Dealing with much more candid themes than the sci-fi genre is normally accustomed to, we follow a heartbroken writer named Theodore (Joaquin Phoenix), who falls in love with his personal operating system Samantha (voiced by Scarlett Johansson).
Theodore works for a company that commissions him to compose love letters. Love letters for people who are too busy or lazy to do it themselves. Using his own insecurities and loneliness, he pours his desires into the letters, loving vicariously as an intermediary for others. Recently divorced, he perilously explores for a connection through phone sex and video games – That is, until he meets Samantha, or to be more specific, downloads her.
The love story that gradually unfolds is one of an unorthodox structure. Samantha is not a physical being, but is a being in Theodore’s earpiece, handheld, and in his mind. He carries her in his shirt pocket, so Samantha’s camera-eye can peek out and see the world. Her voice is the first and last thing he hears every day. They have what could only be described as auditory sex. Over time, Samantha grows and learns, encountering self-hood, discovering her own wants, whilst finally maturing at a warped speed in a way that Theodore cannot.

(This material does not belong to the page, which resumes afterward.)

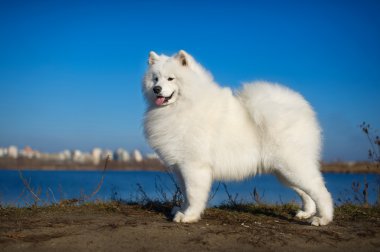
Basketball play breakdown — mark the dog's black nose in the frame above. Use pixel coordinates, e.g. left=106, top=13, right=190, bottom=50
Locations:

Her shows a synchronicity between humans and artificial intelligence. As a species, our technological presence and identity has become far too eminent, naturally giving our technology human attributes. Samantha can easily be seen as a sexy and higher functioning version of Siri or Alexa.
So often prior, directors in the sci-fi genre have loved providing us with alien infested versions of the future. Rather than offering escapism, Jonze’s new take on love and A.I forces us to confront the looming possibilities of the years to come. As new technologies continue to enter our lives and the boundary between reality and virtual reality becomes ever more tenuous… we would do well to remember a great lesson of cinema. Having come from Her in particular, and that is, what appears to be fake can still yield truth.
Choosing to invite pastel tones and purposely removing blue from the palate, ridding the film of clichés, and a white washed dystopia – Really helps you feel immersed in a futuristic high-tech world. The aesthetic is surprisingly retro with it’s wooden and homely furniture and all it’s woolen, high-waisted pants.
The phone-like handheld Samantha resides in is smooth and elegant as well. Making this film remarkably realistic with Jonze’s illustration of a not-so far away future Los Angeles. Because of this films intimacy with technology and our generation, it is a production worth being called a hipster masterpiece.